Reputation: 1219
I have a dataset that consists of groups with year, month, and day values. I want to filter the groups using tidyverse in R, such that I locate the latest month in the time series. Here is some example code.
dat = expand.grid(group = seq(1,5),year = seq(2016,2020),month=seq(1:12))
dat = dat[order(dat$group,dat$year,dat$month),]
dat$days=sample(seq(0,30),nrow(dat),replace=TRUE)
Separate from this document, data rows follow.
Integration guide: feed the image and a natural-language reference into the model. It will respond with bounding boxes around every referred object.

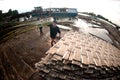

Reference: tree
[7,9,13,16]
[12,10,19,15]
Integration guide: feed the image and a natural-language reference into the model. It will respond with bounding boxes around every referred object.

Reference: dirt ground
[0,27,67,69]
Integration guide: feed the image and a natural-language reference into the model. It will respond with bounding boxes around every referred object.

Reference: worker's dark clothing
[48,25,61,39]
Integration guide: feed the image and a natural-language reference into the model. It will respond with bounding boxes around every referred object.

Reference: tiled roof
[35,31,120,80]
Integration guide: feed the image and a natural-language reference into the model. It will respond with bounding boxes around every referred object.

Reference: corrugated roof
[35,31,120,80]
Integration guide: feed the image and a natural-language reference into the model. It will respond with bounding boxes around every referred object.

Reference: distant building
[32,7,78,20]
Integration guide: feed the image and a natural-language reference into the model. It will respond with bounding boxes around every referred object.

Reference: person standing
[37,24,43,35]
[48,21,61,46]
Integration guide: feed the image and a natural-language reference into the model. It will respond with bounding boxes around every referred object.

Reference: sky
[0,0,120,25]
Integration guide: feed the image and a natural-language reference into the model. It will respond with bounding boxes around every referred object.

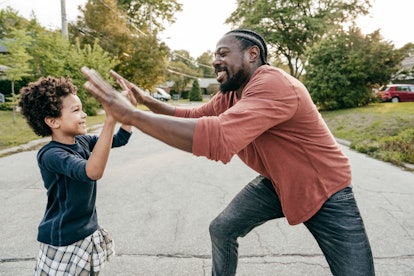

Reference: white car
[152,88,171,102]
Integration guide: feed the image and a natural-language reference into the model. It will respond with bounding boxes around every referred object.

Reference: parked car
[152,88,171,102]
[377,84,414,103]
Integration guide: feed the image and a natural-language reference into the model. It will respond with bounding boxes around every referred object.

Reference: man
[82,29,375,276]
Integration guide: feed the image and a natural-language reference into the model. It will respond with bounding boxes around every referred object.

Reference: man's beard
[220,70,247,94]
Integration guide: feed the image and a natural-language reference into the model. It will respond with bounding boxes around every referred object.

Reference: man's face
[213,35,249,93]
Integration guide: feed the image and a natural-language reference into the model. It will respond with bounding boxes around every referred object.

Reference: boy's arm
[86,116,116,180]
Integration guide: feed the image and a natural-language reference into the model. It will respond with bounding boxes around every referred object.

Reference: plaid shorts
[34,227,115,276]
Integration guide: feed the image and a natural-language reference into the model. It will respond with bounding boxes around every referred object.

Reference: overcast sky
[0,0,414,58]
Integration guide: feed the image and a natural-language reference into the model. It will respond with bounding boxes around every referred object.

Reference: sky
[0,0,414,58]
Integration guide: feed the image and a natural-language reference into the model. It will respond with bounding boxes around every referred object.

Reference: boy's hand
[109,70,145,106]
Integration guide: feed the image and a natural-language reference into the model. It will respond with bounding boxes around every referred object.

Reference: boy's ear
[45,117,60,128]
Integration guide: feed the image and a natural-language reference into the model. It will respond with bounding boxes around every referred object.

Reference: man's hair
[19,76,77,137]
[225,29,268,64]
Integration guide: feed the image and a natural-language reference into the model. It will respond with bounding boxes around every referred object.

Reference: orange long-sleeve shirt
[175,65,351,225]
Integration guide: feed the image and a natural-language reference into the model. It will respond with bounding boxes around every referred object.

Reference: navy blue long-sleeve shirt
[37,128,131,246]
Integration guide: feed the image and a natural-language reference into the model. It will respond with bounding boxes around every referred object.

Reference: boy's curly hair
[19,76,78,137]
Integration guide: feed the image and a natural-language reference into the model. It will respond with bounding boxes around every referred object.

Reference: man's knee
[208,215,225,237]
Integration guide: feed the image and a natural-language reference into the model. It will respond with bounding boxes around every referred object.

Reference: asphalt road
[0,130,414,276]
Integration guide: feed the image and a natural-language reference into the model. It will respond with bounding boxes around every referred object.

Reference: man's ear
[249,45,260,63]
[45,117,60,128]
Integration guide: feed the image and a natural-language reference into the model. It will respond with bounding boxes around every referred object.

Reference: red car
[378,84,414,103]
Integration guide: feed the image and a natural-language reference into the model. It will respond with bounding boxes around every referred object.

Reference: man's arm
[81,67,197,152]
[110,70,175,116]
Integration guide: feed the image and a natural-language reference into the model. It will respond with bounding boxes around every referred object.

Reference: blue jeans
[209,176,375,276]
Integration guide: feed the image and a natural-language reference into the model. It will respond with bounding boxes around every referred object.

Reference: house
[198,78,220,95]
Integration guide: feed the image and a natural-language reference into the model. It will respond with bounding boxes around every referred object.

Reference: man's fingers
[81,67,112,91]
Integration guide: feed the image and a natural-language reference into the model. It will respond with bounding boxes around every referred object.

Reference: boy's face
[57,94,87,137]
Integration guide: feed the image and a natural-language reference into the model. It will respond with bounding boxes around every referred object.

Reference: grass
[0,100,414,169]
[322,102,414,169]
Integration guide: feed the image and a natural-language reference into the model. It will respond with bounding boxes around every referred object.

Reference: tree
[167,50,202,99]
[197,51,216,78]
[304,27,401,110]
[226,0,370,78]
[28,29,71,78]
[117,0,182,35]
[70,0,169,90]
[189,79,203,102]
[0,29,32,122]
[392,43,414,83]
[65,38,118,116]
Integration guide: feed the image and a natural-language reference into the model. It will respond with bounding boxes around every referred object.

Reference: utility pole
[60,0,68,37]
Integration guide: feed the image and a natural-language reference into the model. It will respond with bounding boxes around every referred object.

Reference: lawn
[0,102,414,169]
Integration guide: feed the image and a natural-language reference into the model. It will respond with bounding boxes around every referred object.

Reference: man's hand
[81,67,138,125]
[109,70,146,104]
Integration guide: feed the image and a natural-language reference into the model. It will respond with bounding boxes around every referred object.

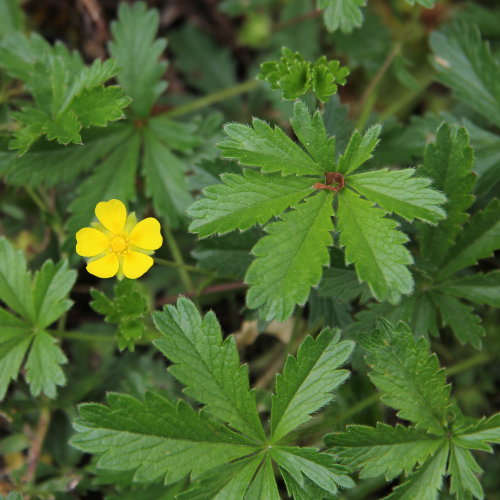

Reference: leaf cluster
[258,47,349,102]
[188,101,445,320]
[325,320,500,500]
[72,299,354,500]
[0,237,76,399]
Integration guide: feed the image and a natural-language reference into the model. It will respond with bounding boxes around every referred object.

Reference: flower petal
[129,217,163,250]
[123,252,153,279]
[87,253,119,278]
[95,199,127,234]
[76,227,109,257]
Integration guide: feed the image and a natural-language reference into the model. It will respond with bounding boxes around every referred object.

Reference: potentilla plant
[0,0,500,500]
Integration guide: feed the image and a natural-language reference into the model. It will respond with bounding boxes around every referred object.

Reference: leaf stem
[23,402,51,483]
[161,78,260,118]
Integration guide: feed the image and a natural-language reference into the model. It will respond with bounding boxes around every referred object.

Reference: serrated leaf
[430,22,500,127]
[109,2,167,117]
[25,331,68,398]
[318,268,370,302]
[71,86,130,127]
[418,123,476,267]
[218,118,323,175]
[0,124,132,186]
[346,168,446,224]
[360,320,450,436]
[290,101,335,172]
[325,422,444,481]
[337,189,413,302]
[316,0,366,33]
[153,299,264,440]
[384,442,449,500]
[143,129,192,227]
[436,199,500,280]
[245,457,280,500]
[432,293,485,349]
[245,190,333,321]
[270,446,354,494]
[71,392,256,484]
[33,260,76,329]
[187,169,312,238]
[337,125,382,175]
[67,130,140,232]
[271,329,354,443]
[176,455,262,500]
[448,445,484,499]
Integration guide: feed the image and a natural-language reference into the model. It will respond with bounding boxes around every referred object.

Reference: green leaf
[418,123,476,267]
[71,86,130,127]
[325,422,444,481]
[153,299,264,440]
[290,101,335,172]
[430,22,500,127]
[436,200,500,280]
[384,442,449,500]
[346,168,446,224]
[257,47,349,102]
[109,2,167,117]
[90,279,149,351]
[71,392,256,484]
[271,329,354,443]
[318,268,370,302]
[0,237,36,324]
[26,331,68,398]
[360,320,450,436]
[270,446,354,495]
[448,445,484,499]
[33,260,76,329]
[337,189,413,302]
[180,455,266,500]
[432,293,485,349]
[316,0,366,33]
[67,128,140,232]
[337,125,382,175]
[245,457,280,500]
[187,169,312,238]
[245,190,333,321]
[0,124,132,188]
[218,118,323,175]
[143,129,192,227]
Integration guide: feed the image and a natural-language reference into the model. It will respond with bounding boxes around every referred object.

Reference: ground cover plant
[0,0,500,500]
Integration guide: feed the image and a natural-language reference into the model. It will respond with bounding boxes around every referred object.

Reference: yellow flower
[76,200,163,279]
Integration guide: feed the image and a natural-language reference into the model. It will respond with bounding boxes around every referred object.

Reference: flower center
[109,236,127,253]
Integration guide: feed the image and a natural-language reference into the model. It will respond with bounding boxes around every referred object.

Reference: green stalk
[161,79,260,118]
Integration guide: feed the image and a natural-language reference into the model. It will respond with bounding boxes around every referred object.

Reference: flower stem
[161,78,260,118]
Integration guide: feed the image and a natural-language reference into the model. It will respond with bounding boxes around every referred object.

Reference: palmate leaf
[245,191,333,321]
[346,168,446,224]
[325,422,445,480]
[360,321,450,436]
[271,329,354,443]
[0,238,76,399]
[430,22,500,126]
[109,2,167,117]
[187,169,312,237]
[153,299,264,439]
[316,0,366,33]
[418,123,476,267]
[337,189,413,302]
[71,393,256,483]
[218,118,325,175]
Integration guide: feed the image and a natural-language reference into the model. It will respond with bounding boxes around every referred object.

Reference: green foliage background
[0,0,500,500]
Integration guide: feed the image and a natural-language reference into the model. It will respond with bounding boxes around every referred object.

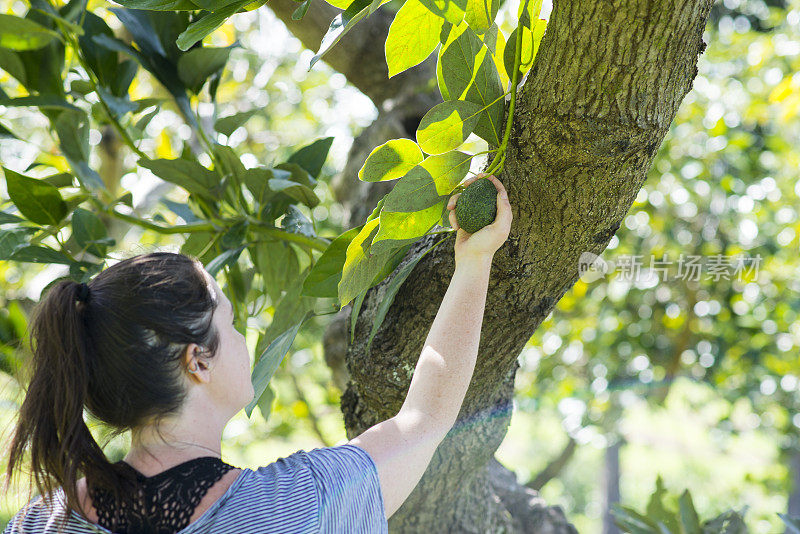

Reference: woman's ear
[181,343,211,383]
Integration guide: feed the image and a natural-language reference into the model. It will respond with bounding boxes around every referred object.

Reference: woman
[5,175,512,534]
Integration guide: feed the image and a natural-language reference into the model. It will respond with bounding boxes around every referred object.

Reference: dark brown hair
[6,252,219,528]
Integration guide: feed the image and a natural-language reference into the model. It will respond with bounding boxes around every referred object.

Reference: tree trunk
[786,448,800,534]
[270,0,712,532]
[603,440,622,534]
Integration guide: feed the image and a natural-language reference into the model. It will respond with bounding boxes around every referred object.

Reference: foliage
[612,477,748,534]
[0,0,543,414]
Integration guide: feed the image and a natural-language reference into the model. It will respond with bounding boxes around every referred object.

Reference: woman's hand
[447,173,512,263]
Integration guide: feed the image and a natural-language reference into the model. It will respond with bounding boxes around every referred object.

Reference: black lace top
[89,456,236,534]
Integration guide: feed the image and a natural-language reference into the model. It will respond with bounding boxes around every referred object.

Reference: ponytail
[6,280,134,528]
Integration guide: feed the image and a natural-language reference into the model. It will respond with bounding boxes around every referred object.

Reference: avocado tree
[0,0,711,532]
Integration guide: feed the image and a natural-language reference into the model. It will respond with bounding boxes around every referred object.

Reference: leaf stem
[50,8,147,158]
[486,16,524,174]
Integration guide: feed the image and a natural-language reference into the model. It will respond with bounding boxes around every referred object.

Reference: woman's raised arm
[349,175,512,518]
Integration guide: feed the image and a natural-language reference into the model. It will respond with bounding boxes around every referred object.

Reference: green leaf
[214,108,260,137]
[245,312,314,417]
[367,238,446,351]
[0,227,39,260]
[292,0,311,20]
[482,24,510,87]
[308,0,376,70]
[288,137,333,179]
[242,167,275,207]
[0,14,58,50]
[439,28,505,146]
[249,241,300,302]
[358,139,423,182]
[139,158,219,195]
[219,220,249,249]
[703,507,748,534]
[517,0,543,30]
[0,48,27,85]
[464,0,494,33]
[175,0,252,51]
[301,226,363,298]
[110,0,197,11]
[268,178,320,208]
[72,208,108,258]
[178,44,239,94]
[778,514,800,534]
[503,20,547,83]
[0,95,82,111]
[205,246,245,278]
[370,202,447,254]
[338,219,389,306]
[256,269,316,361]
[382,150,472,212]
[257,386,275,421]
[2,167,67,225]
[350,289,367,343]
[97,85,137,119]
[281,206,317,237]
[420,0,467,26]
[611,503,658,534]
[417,100,483,154]
[0,124,19,139]
[384,0,444,78]
[8,245,72,265]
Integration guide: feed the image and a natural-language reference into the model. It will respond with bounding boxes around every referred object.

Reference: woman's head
[7,252,253,524]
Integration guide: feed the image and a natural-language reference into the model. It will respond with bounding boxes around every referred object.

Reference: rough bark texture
[271,0,711,533]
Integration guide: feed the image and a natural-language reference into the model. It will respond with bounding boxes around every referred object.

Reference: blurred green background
[0,0,800,534]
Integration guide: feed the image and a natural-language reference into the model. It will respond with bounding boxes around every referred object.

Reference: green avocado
[455,178,497,234]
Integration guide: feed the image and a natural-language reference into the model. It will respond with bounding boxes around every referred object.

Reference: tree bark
[603,441,622,534]
[271,0,712,532]
[786,449,800,534]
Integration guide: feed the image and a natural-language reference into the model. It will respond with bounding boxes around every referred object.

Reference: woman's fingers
[447,193,461,210]
[448,210,460,230]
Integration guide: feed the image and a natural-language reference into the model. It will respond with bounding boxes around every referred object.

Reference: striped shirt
[3,444,388,534]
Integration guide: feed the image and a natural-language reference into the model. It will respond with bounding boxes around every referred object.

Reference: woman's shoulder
[3,488,95,534]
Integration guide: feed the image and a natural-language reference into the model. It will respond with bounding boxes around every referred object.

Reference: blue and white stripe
[3,444,388,534]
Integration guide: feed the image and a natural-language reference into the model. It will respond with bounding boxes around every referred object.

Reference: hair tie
[78,282,90,302]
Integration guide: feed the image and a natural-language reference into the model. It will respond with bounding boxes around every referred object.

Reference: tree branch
[342,0,712,532]
[267,0,436,108]
[526,436,578,491]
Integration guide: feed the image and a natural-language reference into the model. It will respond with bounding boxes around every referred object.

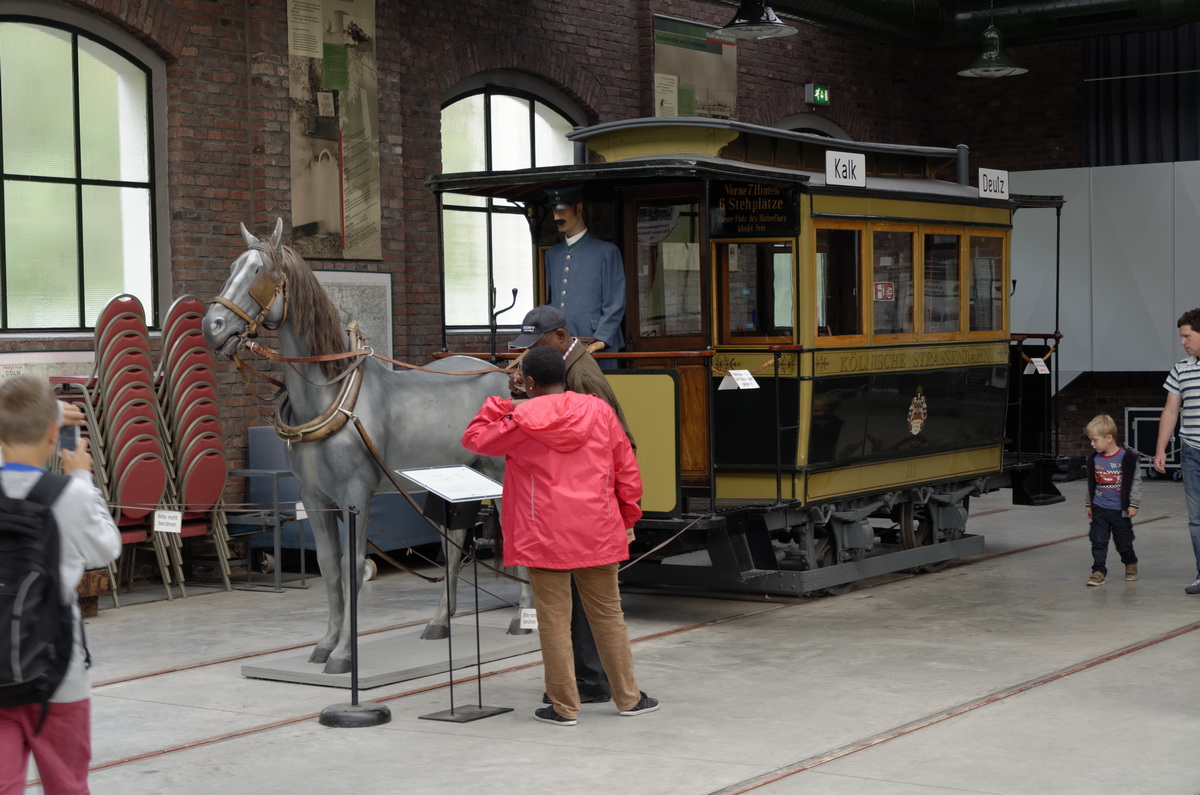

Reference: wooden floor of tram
[49,480,1200,795]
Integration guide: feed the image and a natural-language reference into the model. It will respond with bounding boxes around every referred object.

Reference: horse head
[204,219,288,357]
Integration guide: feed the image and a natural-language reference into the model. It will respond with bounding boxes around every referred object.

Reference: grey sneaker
[618,692,659,715]
[533,706,575,727]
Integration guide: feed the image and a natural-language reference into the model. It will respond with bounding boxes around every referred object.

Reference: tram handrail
[433,346,710,359]
[1008,331,1062,342]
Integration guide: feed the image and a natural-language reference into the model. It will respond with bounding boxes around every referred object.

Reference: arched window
[0,2,162,333]
[442,76,582,328]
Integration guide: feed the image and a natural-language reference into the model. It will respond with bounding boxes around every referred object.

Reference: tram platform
[30,480,1200,795]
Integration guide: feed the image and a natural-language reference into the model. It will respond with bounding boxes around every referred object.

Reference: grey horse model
[204,219,533,674]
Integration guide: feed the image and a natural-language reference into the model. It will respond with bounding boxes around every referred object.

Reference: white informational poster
[396,466,504,502]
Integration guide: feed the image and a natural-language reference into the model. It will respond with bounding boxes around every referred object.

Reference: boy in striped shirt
[1154,309,1200,593]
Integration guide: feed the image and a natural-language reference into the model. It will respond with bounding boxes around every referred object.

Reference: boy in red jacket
[462,347,659,725]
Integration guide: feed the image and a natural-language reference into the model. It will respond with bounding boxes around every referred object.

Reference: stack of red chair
[53,294,230,604]
[156,295,232,591]
[52,294,174,604]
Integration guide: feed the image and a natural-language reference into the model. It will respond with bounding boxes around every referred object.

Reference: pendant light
[959,1,1030,77]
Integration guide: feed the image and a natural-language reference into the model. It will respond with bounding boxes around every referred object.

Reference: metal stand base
[320,701,391,729]
[420,704,512,723]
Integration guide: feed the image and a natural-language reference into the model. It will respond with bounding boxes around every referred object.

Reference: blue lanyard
[0,464,46,472]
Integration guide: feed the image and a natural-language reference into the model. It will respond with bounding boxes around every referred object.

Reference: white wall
[1010,161,1200,387]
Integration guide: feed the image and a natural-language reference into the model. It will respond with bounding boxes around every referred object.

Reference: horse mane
[280,246,346,378]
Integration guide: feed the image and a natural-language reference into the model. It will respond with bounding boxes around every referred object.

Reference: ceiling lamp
[716,0,796,38]
[959,0,1030,77]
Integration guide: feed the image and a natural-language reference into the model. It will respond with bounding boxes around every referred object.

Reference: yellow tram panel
[802,195,1013,228]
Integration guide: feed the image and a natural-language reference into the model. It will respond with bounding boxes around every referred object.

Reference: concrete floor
[23,480,1200,795]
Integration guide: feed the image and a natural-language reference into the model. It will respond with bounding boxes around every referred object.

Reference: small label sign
[979,168,1008,199]
[154,510,184,533]
[826,151,866,187]
[716,370,758,390]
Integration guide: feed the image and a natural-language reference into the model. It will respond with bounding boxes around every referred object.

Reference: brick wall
[1058,370,1166,455]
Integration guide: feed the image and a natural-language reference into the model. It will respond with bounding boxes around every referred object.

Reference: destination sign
[826,151,866,187]
[709,183,800,238]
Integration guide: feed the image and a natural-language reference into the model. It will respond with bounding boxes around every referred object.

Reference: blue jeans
[1180,442,1200,579]
[1087,506,1138,575]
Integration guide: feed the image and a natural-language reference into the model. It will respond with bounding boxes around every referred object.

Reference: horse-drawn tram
[430,119,1062,594]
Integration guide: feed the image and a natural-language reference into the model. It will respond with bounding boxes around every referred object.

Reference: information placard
[396,466,504,502]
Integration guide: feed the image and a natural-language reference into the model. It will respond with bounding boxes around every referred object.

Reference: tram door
[623,187,710,488]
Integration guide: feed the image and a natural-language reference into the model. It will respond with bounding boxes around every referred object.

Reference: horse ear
[238,223,258,246]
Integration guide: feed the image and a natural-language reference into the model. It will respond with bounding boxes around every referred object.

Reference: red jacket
[462,391,642,569]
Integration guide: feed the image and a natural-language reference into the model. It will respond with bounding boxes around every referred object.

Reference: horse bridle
[212,243,288,342]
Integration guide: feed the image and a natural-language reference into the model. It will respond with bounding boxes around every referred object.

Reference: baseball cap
[509,304,566,348]
[546,185,583,210]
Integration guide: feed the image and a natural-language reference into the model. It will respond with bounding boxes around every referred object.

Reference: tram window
[924,234,962,334]
[716,241,792,339]
[816,229,863,336]
[636,202,702,337]
[970,235,1004,331]
[872,232,916,334]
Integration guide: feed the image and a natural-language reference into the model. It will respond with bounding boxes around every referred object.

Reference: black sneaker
[541,692,612,704]
[619,692,659,715]
[533,699,576,727]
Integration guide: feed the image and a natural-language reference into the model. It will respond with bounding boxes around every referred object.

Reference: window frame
[709,237,797,346]
[918,229,971,342]
[811,221,871,347]
[0,0,172,339]
[438,78,584,334]
[962,227,1012,340]
[806,220,1012,348]
[863,222,925,345]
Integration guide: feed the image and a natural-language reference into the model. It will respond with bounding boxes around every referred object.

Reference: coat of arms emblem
[908,387,929,436]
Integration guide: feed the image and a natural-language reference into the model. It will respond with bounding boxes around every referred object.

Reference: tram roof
[427,116,1062,209]
[427,156,1013,207]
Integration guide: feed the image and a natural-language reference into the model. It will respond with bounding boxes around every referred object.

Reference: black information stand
[400,466,512,723]
[320,506,391,729]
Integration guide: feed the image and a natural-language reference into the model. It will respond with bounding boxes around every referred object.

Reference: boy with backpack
[0,377,121,795]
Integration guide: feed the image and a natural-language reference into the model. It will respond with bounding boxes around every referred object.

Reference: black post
[418,494,512,723]
[320,506,391,729]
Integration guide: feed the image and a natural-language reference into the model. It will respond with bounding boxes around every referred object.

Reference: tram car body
[430,119,1062,593]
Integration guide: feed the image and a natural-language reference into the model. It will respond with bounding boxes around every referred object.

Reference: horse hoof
[325,659,350,674]
[421,623,450,640]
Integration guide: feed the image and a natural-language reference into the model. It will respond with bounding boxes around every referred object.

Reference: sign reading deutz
[709,183,800,238]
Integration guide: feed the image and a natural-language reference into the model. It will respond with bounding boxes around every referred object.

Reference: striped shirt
[1163,357,1200,448]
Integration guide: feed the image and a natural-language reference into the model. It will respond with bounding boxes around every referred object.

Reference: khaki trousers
[528,563,642,718]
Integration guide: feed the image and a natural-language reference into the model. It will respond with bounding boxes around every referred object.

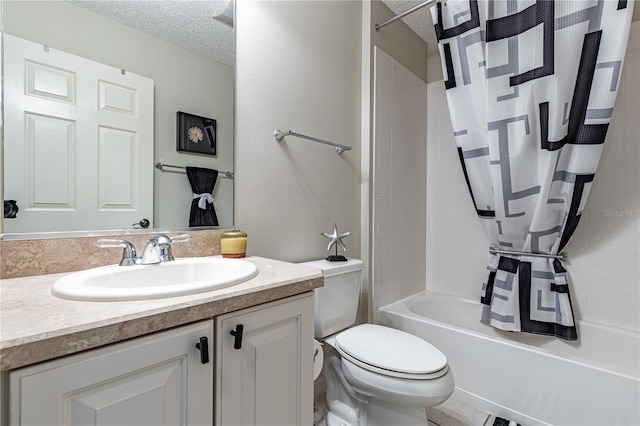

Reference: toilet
[304,259,454,426]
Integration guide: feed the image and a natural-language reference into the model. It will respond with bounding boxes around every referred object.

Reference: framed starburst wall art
[176,111,216,155]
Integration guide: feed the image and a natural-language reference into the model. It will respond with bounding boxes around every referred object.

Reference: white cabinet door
[9,320,213,426]
[4,34,154,232]
[215,293,313,426]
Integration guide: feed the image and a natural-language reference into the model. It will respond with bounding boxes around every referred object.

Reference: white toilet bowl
[322,324,454,426]
[304,259,454,426]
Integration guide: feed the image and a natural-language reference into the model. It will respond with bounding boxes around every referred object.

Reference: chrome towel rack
[273,130,351,155]
[489,247,569,262]
[155,163,233,179]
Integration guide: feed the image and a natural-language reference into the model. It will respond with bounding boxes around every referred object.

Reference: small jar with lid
[220,229,247,259]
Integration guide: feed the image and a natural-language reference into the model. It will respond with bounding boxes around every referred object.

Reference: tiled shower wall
[372,48,427,319]
[427,22,640,330]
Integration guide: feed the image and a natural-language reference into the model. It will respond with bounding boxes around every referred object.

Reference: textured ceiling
[67,0,436,66]
[67,0,234,66]
[377,0,437,43]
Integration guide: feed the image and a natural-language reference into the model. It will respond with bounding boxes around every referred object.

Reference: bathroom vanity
[0,257,323,425]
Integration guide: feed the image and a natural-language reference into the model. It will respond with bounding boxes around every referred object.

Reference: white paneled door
[4,34,153,232]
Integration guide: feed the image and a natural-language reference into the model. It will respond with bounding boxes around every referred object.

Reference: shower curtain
[431,0,633,340]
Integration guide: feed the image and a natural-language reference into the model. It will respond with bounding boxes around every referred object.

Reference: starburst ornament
[322,223,351,262]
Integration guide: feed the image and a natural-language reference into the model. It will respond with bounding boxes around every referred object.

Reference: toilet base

dat$year[dat$year==2020 & dat$month==12] = NA
dat = dat[complete.cases(dat),]
In this example, there are 5 groups with monthly data from 2016 - 2020. However, let's suppose group December is missing. Also, some days are missing in the dataset
I can grab December from 2019, but not sure how to include the days in the summary and filter by number of days in month. For example,
a = dat %>%
group_by(group,month) %>%
summarise(year = max(year))
gets the year, but I would like to add the correct days to the month and year. Does anyone know how to keep the days column? I don't want to average or get a minimum or anything.
Upvotes: 1
Views: 194
Reputation: 886938
We can use slice_max
to return the full row based on the max
value of 'year' for each grouping block
library(dplyr)
dat %>%
group_by(group, month) %>%
slice_max(year)
Upvotes: 1